Amy Snover, director of the Climate Impacts Group at the University of Washington, was an editor of that report. She stresses that the changing climate, and the impacts that come with it, are largely the result of human activity.
“When climate scientists look [at recent changes in climate], the only way they can explain those changes is if they include the effect of humans and greenhouse gases,” Snover said.
As the evidence shows, climate change is a major issue with a multitude of repercussions, and the magnitude of the problem may feel overwhelming. In light of this, how can students approach the issue? And can individual acts really make a difference?
Recognizing how vast the climate change problem is, Liberty’s science teachers recommend helping in any way possible.

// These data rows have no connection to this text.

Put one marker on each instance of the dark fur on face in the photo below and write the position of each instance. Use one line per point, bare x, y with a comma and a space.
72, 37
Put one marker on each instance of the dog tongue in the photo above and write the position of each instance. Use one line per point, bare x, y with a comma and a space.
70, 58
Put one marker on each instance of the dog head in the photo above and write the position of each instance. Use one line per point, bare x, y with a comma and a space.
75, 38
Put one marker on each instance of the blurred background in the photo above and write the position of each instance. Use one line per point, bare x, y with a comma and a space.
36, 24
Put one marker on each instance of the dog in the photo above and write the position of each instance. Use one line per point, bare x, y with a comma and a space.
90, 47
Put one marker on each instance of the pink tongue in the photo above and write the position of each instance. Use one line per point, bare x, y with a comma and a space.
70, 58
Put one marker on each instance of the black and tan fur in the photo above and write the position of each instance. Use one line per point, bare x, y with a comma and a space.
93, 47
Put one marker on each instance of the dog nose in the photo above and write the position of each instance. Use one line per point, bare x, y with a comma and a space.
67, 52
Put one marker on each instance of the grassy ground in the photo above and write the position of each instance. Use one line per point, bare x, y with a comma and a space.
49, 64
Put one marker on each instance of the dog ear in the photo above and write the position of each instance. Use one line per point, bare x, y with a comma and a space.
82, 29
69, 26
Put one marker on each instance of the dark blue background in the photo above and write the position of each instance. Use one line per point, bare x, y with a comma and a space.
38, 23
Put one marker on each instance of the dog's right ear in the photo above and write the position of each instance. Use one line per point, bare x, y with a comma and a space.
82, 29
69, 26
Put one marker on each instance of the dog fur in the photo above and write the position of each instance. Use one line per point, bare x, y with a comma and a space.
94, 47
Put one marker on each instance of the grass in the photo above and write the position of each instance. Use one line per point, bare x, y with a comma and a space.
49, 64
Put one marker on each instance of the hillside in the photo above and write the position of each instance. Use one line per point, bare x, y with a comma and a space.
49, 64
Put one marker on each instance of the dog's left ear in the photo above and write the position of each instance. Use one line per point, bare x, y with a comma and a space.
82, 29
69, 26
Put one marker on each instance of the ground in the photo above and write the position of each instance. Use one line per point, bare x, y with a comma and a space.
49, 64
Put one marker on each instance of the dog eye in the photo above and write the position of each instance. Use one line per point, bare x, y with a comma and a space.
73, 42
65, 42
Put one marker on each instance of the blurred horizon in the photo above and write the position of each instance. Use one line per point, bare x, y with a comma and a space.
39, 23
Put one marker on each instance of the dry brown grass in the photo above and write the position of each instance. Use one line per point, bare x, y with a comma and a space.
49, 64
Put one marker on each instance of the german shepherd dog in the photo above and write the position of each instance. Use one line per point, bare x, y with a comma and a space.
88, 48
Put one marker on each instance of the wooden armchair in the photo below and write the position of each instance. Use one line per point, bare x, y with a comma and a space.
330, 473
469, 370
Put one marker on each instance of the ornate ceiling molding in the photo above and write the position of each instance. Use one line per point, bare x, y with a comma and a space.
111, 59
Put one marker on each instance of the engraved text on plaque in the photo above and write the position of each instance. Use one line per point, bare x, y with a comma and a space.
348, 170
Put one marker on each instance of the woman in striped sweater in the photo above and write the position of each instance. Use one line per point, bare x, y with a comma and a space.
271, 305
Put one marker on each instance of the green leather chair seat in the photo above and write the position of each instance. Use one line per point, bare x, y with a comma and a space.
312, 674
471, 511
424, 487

“I always tell people to start small, because it’s overwhelming. When you look at everything, it seems like the world’s ending and it’s all a disaster,” chemistry and AP Environmental Science teacher Tracy Dennis said.
“But you don’t have to save the world in one day. You pick one place or one passion or something that interests you and start there. I think that’s my best advice to people, just start small,” Dennis said.
Likewise, Heidi Roop, the Strategic Communications Lead for the Climate Impacts Group, advocates for making lifestyle changes in areas such as transportation, diet, and consumption.
“One thing people can do is have conversations about ‘what is my impact? Where are there places where I can make small incremental changes?’, like opting to ride a bike, or buy clothes secondhand. Those are all small individual actions, and they certainly add up,” Roop said.
Similarly, Schneider also encourages individual action but stresses that working together is even more important for helping the environment.
“Vote. You need to vote. We can all make small differences individually,” Schneider said. “But when we get the vast majority of the people on the planet all working together, that will give us our best chance to make an impact in a positive way. We’re already making an impact, of course.”
Roop agrees that political engagement is one of the most important ways to make a difference.
“It’s important to stay engaged locally and regionally and make sure you know who’s making decisions for you and creating our future, because it’s our future, and we should use our voices to make sure it’s what we want,” Roop said.
Snover believes that we can prepare ourselves for what’s coming in the future, but only if we stay informed and take action.
“The climate is changing and will continue to change as a result of our activities,” Snover said. “We can prepare for those changes. We have it in our power to reduce those risks both by assessing how much climate change happens in the first place and by preparing for the changes that have been set in motion so that they don’t catch us unaware when they happen.”